Dovizioso conferma: «Il Mugello è la gara dell’anno per qualsiasi italiano, da quando inizi a correre nel Mondiale è il tuo sogno. Riuscire poi a vincere tutti e due sulla Ducati è ancora più emozionante. L’atmosfera che vivi lì non la trovi da nessuna parte». Danilo ascolta e sorride: «Per me è stato bello anche perché lo scorso anno ho condiviso tanto tempo con Andrea e ritrovarsi su quel podio… Lui nel 2017 vinse una gara pazzesca, la prima di tante in una stagione in cui si giocò il Mondiale e io finii terzo, lo scorso anno è successo a parti inverse. Però mi emozionai di più nel 2017, fu il mio primo podio vero in una gara storica e con una moto satellite. E mi misi a piangere come invece non feci l’anno scorso: come screenshot del telefono ho la foto di quel giorno con Andrea che mi alza gli occhiali mentre piango».

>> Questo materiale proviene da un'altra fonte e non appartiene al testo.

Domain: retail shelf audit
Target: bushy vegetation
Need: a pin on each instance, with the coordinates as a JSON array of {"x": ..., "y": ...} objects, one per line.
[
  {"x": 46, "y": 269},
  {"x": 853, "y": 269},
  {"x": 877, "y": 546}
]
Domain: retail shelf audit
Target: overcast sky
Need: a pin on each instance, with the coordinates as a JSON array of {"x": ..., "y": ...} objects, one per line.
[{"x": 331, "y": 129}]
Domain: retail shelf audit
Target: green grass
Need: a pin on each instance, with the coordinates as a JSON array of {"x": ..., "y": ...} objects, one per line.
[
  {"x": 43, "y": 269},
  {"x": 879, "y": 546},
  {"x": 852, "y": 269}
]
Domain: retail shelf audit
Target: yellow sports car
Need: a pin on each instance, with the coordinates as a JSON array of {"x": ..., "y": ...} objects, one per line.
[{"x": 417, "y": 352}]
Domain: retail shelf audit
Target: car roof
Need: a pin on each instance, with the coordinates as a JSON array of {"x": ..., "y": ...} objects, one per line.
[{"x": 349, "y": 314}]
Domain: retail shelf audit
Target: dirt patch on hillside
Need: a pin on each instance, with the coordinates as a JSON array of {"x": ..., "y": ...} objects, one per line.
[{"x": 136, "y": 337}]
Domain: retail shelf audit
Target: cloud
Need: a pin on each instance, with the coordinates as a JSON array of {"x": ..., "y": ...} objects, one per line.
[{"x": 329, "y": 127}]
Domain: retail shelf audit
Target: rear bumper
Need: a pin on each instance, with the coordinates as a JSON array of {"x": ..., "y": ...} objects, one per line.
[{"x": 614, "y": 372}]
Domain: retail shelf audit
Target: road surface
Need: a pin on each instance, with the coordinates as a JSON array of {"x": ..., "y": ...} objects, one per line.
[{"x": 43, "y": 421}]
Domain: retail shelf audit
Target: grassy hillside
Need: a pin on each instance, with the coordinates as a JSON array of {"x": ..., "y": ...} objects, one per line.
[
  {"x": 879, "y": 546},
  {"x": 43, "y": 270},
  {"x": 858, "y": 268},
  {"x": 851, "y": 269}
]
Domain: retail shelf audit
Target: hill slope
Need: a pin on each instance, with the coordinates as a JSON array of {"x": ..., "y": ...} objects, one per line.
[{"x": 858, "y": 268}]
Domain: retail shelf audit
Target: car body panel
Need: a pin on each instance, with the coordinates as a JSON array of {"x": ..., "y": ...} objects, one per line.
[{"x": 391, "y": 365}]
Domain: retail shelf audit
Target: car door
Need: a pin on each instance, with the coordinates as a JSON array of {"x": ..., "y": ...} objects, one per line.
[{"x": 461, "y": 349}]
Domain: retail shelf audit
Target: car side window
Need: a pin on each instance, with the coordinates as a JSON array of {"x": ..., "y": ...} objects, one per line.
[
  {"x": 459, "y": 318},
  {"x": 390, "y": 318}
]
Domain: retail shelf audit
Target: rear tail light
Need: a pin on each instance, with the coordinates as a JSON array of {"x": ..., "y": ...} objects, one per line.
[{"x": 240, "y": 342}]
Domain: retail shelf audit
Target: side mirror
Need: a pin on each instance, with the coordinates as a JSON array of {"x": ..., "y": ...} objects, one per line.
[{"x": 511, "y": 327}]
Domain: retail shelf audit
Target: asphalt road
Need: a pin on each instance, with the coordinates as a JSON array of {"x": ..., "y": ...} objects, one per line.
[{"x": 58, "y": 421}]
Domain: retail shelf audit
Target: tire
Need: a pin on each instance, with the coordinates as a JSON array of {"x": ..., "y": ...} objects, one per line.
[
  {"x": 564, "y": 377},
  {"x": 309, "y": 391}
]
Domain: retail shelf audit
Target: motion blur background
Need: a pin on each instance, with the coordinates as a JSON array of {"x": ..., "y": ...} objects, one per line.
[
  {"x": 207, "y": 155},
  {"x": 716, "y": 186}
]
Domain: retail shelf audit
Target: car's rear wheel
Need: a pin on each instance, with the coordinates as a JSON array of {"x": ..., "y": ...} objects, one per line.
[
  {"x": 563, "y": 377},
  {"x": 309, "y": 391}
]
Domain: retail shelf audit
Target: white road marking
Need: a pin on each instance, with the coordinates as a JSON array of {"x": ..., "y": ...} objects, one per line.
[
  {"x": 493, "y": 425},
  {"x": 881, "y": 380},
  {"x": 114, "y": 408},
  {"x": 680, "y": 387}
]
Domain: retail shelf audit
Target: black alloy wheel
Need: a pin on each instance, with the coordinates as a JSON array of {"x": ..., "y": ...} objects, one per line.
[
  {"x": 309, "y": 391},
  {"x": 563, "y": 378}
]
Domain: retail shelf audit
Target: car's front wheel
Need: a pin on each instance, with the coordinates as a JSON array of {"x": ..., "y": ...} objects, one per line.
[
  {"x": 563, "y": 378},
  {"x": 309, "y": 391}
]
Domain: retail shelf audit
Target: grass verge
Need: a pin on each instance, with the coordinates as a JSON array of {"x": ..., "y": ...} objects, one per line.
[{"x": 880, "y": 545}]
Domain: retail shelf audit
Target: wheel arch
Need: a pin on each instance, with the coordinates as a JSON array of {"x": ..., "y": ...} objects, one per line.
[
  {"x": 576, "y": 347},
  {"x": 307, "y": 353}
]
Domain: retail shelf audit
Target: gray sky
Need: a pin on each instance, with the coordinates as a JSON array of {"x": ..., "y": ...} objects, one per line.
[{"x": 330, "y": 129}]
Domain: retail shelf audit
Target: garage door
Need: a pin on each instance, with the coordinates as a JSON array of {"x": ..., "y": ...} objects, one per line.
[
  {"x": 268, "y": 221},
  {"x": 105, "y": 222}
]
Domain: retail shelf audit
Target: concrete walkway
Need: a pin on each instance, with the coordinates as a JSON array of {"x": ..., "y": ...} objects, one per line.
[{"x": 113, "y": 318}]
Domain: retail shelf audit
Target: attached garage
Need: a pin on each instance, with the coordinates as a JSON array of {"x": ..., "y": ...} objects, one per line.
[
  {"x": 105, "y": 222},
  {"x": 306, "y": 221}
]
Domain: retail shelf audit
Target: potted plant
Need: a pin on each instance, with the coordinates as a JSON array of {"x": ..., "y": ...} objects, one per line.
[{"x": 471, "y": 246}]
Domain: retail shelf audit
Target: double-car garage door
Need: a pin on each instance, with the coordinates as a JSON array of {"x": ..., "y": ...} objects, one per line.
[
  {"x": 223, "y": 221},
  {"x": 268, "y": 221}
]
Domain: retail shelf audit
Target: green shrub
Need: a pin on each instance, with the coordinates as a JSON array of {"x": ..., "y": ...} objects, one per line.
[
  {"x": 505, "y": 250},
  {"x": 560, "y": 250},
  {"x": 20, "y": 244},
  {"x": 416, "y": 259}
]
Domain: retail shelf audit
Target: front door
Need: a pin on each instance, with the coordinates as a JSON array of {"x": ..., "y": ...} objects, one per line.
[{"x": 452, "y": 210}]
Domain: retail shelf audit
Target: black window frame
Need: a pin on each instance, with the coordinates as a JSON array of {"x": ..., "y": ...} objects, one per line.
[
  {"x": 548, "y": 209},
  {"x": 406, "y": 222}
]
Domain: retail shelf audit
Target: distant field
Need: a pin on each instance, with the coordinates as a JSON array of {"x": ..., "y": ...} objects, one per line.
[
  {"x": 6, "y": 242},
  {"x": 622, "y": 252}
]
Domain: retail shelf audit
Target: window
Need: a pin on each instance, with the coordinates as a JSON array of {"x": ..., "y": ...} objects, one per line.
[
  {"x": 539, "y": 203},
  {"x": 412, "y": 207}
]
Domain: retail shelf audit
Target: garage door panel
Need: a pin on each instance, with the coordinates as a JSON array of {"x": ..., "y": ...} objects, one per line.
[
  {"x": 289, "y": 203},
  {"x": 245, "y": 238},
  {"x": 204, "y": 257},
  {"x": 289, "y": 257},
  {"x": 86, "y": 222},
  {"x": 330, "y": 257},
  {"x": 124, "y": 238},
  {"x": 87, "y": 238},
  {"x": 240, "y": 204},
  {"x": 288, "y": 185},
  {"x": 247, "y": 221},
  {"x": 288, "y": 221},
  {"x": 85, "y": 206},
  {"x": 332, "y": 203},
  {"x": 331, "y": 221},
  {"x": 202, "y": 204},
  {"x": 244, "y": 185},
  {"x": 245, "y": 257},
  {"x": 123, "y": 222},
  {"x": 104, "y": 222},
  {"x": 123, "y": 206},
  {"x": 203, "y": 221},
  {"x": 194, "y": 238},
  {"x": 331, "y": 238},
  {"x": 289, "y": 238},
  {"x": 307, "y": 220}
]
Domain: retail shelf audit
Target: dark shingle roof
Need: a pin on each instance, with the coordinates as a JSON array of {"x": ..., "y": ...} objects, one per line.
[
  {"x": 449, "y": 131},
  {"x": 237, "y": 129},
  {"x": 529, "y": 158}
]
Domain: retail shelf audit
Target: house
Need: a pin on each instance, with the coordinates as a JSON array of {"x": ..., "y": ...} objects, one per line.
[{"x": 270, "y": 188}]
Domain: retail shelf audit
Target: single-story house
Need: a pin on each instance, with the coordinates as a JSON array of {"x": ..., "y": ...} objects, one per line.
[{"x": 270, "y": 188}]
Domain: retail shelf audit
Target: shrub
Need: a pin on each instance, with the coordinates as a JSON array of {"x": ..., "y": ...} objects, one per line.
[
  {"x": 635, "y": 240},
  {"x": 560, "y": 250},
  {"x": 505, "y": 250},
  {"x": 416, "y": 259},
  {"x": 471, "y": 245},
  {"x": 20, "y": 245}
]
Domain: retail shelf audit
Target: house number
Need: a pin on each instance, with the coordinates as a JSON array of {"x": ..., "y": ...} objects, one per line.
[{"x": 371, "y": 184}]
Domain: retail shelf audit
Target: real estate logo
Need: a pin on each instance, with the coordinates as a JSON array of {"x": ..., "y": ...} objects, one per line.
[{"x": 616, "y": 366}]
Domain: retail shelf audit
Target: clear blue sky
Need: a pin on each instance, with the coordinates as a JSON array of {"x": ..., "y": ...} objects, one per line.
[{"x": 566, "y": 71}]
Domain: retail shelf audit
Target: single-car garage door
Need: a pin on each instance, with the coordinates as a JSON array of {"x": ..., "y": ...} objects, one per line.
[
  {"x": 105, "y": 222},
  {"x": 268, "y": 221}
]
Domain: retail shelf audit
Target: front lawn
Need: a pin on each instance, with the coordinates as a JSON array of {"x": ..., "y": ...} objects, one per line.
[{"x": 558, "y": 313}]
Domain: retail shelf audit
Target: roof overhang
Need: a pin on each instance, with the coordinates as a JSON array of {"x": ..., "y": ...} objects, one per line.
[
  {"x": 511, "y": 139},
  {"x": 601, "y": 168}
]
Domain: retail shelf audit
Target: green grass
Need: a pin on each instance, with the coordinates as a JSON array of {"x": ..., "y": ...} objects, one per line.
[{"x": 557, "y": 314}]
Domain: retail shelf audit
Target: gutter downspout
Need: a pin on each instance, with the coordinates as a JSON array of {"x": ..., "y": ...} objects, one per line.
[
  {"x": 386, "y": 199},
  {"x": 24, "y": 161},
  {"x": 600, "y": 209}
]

I due sono compagni, rivali, ma anche amici, cosa rara nel mondo competitivo delle corse: «Tra noi c’è tanta rivalità, sarebbe sbagliato negarlo — spiega Dovizioso — Però ci sono la maturità, l’intelligenza e la tranquillità nel vivere il nostro sogno di essere piloti professionisti. So che da molti questa cosa è vista in modo negativo, ma non siamo obbligati a odiarci». «Io lo scorso anno gli dedicai la vittoria, mi venne dal cuore perché Andrea mi ha davvero dato tanto, e non è scontato. Lui è prima di tutto una bella persona e sono contento di averlo vissuto umanamente e sportivamente». Le sfide sono anche quelle del cross, grande passione di entrambi. «Lì purtroppo il più forte è lui, ma ci sto lavorando» ammette Dovizioso. «Però lui va più forte con la MotoGP, quindi non conta niente» ride Petrux, il cui sogno è correre un giorno la Dakar. «Ultimamente più che un sogno sta quasi diventando una necessità, visto come si stanno mettendo le cose» dice, riferendosi a un 2021 che quasi sicuramente lo vedrà lasciare la Ducati, sempre che Andrea non trovi l’accordo per rinnovare con Borgo Panigale.

Ma intanto c’è da iniziare a pensare al Mondiale che partirà il 19 luglio con il doppio appuntamento da Jerez. «Sarà diverso e per nulla facile, con meno gare bisognerà partire subito aggressivi ma un errore rischi di pagarlo caro. Marquez ovviamente è il pilota da battere, ma ho visto molto in forma i piloti Yamaha. Siamo in tanti» ammette Dovizioso. «In più correndo solo su 6-7 circuiti non ci sono troppe piste favorevoli alla Ducati: sì, c’è l’Austria, ma lì Andrea ha vinto lui due volte all’ultima curva, non la moto. Nessuno potrà sbagliare, ma nella posizione in cui sono io non ho niente da perdere, voglio togliermi delle soddisfazioni personali al di là di quello che sarà il futuro»”.